Morin came to the guitar by way of the piano, which he first began playing around the age of 10. When he picked up a guitar a couple years later, he was enamored. He played by ear, emulating the sounds he loved from his parents’ and brother’s record collection: Chet Atkins, James Taylor, Cat Stevens and Neil Young.

“I grew up in the ‘70s so, at that time, [there was] no Internet, there was very little TV, mostly radio. And the local music scene was really pretty folky and a lot of bluegrass, so I really grew up in the pursuit of flat-picking and [was influenced by] popular bluegrass bands at the time — David Bromberg, Norman Blake, Tony Rice,” says Morin. “I had really fantastic examples of what the music should be, but then I kind of mashed everything up into a combination of bluegrass and finger-style stuff, mostly from Leo Kottke, which turned into this thing that I do now.”

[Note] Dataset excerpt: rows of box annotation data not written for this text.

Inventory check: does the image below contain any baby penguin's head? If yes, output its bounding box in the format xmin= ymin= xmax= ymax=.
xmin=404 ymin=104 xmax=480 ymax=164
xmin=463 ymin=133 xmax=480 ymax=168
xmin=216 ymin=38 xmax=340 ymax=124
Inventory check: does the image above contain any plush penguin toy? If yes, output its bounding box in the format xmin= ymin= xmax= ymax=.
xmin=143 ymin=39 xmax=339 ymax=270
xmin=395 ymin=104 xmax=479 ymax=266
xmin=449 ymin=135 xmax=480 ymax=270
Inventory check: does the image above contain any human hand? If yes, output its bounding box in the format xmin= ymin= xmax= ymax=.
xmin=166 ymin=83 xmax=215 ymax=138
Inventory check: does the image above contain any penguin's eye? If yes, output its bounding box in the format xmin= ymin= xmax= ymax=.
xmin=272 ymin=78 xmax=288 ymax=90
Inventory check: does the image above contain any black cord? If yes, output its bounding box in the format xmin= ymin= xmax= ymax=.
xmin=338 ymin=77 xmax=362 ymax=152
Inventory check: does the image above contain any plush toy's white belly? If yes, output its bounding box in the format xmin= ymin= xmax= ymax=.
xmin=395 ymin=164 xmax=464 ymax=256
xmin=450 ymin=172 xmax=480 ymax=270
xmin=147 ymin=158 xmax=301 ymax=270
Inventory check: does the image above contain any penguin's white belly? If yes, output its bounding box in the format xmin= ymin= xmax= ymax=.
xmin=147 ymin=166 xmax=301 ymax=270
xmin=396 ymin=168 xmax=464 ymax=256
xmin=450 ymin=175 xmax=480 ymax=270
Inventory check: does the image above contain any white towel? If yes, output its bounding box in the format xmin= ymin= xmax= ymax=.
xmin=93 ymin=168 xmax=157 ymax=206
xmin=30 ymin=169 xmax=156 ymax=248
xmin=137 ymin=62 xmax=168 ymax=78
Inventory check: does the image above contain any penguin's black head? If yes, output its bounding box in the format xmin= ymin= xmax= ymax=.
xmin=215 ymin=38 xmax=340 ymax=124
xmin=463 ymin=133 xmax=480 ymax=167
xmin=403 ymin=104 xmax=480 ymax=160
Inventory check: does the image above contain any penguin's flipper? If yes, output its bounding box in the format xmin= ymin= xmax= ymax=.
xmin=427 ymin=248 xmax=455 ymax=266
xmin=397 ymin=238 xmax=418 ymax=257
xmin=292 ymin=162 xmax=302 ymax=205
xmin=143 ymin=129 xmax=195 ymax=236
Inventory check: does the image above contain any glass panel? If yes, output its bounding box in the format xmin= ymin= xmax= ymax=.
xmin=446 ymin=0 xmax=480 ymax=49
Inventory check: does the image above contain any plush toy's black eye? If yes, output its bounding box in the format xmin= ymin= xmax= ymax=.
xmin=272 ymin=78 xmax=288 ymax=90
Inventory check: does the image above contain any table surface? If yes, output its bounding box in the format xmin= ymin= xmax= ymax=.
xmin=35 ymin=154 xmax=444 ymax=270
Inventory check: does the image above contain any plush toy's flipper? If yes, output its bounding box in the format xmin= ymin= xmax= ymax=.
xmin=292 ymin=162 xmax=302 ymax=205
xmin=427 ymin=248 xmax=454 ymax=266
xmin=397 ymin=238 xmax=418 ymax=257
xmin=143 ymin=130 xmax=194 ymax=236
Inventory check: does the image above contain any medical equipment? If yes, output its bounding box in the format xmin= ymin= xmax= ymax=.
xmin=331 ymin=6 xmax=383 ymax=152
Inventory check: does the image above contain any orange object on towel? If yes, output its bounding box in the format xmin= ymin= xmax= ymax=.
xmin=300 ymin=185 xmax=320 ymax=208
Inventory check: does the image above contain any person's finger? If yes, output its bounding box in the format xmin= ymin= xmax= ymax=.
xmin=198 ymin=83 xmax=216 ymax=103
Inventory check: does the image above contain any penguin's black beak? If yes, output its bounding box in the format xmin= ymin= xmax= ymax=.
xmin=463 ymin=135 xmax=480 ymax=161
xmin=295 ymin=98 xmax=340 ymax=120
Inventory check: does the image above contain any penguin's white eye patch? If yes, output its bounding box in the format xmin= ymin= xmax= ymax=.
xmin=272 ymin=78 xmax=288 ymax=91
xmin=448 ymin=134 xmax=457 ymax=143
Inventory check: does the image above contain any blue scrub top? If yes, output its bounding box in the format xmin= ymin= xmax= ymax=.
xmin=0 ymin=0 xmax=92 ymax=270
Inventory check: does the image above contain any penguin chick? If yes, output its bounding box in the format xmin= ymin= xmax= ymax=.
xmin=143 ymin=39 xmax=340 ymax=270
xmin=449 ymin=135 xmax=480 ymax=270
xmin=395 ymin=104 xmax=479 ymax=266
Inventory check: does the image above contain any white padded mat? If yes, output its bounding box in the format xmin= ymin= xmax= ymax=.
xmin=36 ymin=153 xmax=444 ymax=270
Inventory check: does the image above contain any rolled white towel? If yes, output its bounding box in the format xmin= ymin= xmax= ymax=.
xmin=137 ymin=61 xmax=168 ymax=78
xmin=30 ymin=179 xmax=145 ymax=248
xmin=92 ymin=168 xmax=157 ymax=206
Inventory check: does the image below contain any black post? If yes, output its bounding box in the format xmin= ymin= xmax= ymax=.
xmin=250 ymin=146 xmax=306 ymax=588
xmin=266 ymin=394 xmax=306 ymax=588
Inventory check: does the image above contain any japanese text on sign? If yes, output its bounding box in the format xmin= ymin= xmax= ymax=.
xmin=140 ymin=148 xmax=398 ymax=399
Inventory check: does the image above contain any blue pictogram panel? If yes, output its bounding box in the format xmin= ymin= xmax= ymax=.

Morin moved to Colorado just out of high school and formed the Atoll, a world-beat band that he toured with for more than 20 years. “I played electric guitar [in the band], but I continued to mess around with the acoustic guitar,” he says. “Once I stopped doing [the band], my focus was really just acoustic guitar and a lot of practicing — just hours and hours of sitting around and playing. To this day, I try to play quite a lot. I’ve been introduced to open-D tuning by a friend of mine, and it took me about a year to get it going and figure out just the basics of it. But then, once I got it going, I just found it to be really fascinating, and I continue to learn new stuff all the time with that tuning. I just love the way it sounds. There’s a fullness and richness to it that I can’t seem to get out of standard tuning.”

Morin’s reconnection with the acoustic guitar led to the release of his most recent string of solo acoustic albums. Cradle to the Grave is the fourth in the series showcasing his adept fingerpicking style and warm, inviting vocals. An amalgamation of bluegrass, country, rock ’n’ roll, and blues, the album features eight original tunes and three cover songs: Willie Brown’s “Mississippi Blues” and, perhaps more surprisingly, Prince’s “Nothing Compares 2 U” and Phish’s “Back on the Train.”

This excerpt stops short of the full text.